When the happy memories and all those great feelings from the yesterdays are simply the happy memories and all those great feelings from the yesterdays, not only is today / now / the present  freed up to originate new  happy memories and great feelings, but - smarter yet - so is the future. In other words, when the happy memories and all those great feelings from the yesterdays are simply the happy memories and all those great feelings from the yesterdays, there's an open future worth living into. It's no longer only the past  which is drawn from for happy memories and great feelings. When only the past  is drawn from for happy memories and great feelings, that's what's called hankering.

I'd like to examine happy memories and great feelings - twice. Once, as they are in childhood. Then again, as they are in adulthood.

It's a paradox. Childhood's happy memories and great feelings aren't tempered by anything. There isn't anything in the way. We create them, and we know how  to create them. But it's not devious knowing. It's not figuring out  knowing. It's not clever  knowing. The truth is children don't have adult  knowing. Children have natural  knowing. They have Zen mind ie beginner's  mind.

As children, we may not be able to articulate how  we naturally create happy memories and those great feelings. But then again, we don't need to. In childhood, happy memories and those great feelings come easily, effortlessly, spontaneously. Yet in adulthood when there's infinitely more freedom of expression, when there's infinitely more freedom of choice, when there's infinitely more freedom of movement than in childhood (we can say  what we want, we can do  what we want with whom we want, we can go  where we want when we want), our innate knowing, our natural  knowing the source of great feelings, is often tempered, is occasionally blurred, and is sometimes even buried entirely. They appear to be less available or even not available at all.

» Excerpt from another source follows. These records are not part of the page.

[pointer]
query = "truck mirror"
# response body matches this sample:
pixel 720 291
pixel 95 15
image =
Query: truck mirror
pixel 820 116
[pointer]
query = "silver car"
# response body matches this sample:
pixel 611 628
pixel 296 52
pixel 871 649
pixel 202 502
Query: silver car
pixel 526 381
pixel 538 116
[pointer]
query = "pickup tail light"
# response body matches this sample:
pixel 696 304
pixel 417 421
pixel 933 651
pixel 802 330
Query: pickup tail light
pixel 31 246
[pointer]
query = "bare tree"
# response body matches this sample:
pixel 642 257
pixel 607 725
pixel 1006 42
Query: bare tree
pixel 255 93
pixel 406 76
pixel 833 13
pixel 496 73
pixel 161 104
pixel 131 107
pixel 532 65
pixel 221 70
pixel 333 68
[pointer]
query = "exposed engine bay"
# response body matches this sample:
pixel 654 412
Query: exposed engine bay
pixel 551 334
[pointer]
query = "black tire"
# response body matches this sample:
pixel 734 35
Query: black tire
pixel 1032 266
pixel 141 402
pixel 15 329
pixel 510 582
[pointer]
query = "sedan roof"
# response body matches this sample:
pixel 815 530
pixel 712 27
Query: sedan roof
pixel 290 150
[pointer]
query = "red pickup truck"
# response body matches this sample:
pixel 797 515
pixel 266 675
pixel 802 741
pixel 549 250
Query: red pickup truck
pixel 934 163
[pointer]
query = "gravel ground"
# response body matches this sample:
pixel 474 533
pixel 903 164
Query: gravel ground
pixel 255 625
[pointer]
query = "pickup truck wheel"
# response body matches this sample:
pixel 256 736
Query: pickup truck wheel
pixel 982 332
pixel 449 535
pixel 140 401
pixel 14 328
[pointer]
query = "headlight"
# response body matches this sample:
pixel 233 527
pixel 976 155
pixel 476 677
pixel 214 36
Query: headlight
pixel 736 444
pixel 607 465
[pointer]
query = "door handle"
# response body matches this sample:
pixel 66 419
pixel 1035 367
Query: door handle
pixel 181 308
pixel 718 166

Less freedom in childhood. Yet more happy memories, more great feelings. More freedom in adulthood. Yet less access to the source of, to the ability to create, on demand, happy memories and great feelings. They happen when they happen, to be sure, yet less easily, less effortlessly, less spontaneously than in childhood when freedom was in shorter supply.

That's the paradox.

Here's a suggestion for resolving the paradox: consider that around the time it became a paradox, that's when you stopped keeping your future open. That's when you stopped seeing possibility in front of you. With no possibility in sight in your future, that's when you started relying on the happy memories and great feelings from your past to carry over  into your present and into your future. That's what's known as resting on laurels. Resting on laurels may work briefly, temporarily, interimly. But ultimately, resting on laurels doesn't work. It's more than that, actually. When it comes to living life powerfully, when it comes to living a life you love, when it comes to being fully Self expressed and living into a future worth living into of your own creation, resting on laurels can't  work.

Furthermore, since the happy memories and great feelings from your past have already happened  and are therefore static  and non-regenerative, expecting them to carry over into your present and into your future is what's known as coming from scarcity.
Werner Erhard distinguishes a resolution (it's a correction, actually) for this state of affairs, for this false sense of scarcity. It's to put the past in the past  rather than in the future. Like any stroke of brilliance, in hindsight it's obvious  the past belongs in the past and not in the future. But then again, hindsight is always 20/20 vision.

With the past in the past, there's only open space, only possibility  in the future. That's when the future is wide open. That's when anything you create as a possibility and stand for happening, can happen.

If you look, you may notice that's what we once naturally knew as children when we still had untainted Zen mind, beginner's mind. That's what we once naturally knew as children, and then forgot or became too clever and too sophisticated to continue to know as adults. We forgot the joy in life, the source of all those happy memories and great feelings we have, is the possibility of what could happen, rather than what's already happened.

I wonder: was this the original intention of the massively misinterpreted "Lest ye be as little children, ye shall not enter the kingdom of heaven."?